The owner of the buildings on East 178th Street is a real estate investment company called Ocelot Capital Group. Ten of Ocelot’s 25 properties in the Bronx were placed on the city’s worst buildings list in 2007 and 2008, racking up 5,000 serious and immediately hazardous housing maintenance code violations.
Fannie Mae, the government-controlled mortgage-finance company, bought the loans Deutsche Bank Berkshire Mortgage made to Ocelot for 18 of Ocelot’s 25 buildings, totaling $29 million from 2006 to 2007. Fannie Mae has now acknowledged that the loans did not meet their underwriting standards at the time of origination.
Fannie Mae bought the $29 million mortgage portfolio from Deutsche Bank in 2007 while the buildings were already in a state of decline.
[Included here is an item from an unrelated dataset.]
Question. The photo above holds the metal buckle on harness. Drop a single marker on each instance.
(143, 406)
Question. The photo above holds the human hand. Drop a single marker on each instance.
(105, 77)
Advocates are pressing the Government Sponsored Entity to find an alternative strategy for the buildings; one that will ensure that units are rehabilitated, affordability is preserved, and that tenants’ suffering comes to an end.
The rent-regulated buildings are home to more than 300 low and moderate income families located in several neighborhoods throughout the Bronx.
Despite the appalling conditions in all the buildings, Fannie Mae is now considering auctioning the Ocelot mortgages through a website called DebtX—an eBay-type service that deals exclusively in the sale of distressed mortgages. The auction could encourage speculative buyers to over-pay for the properties and hinder any effort to repair and re-stabilize the severely troubled apartment complexes.
Schumer called on Fannie Mae, the current holder of the mortgage to instead of selling the property to the highest bidder, rather negotiate with New York City and sell the endangered buildings to a preservation buyer who will fix up the building and ensure it stays affordable.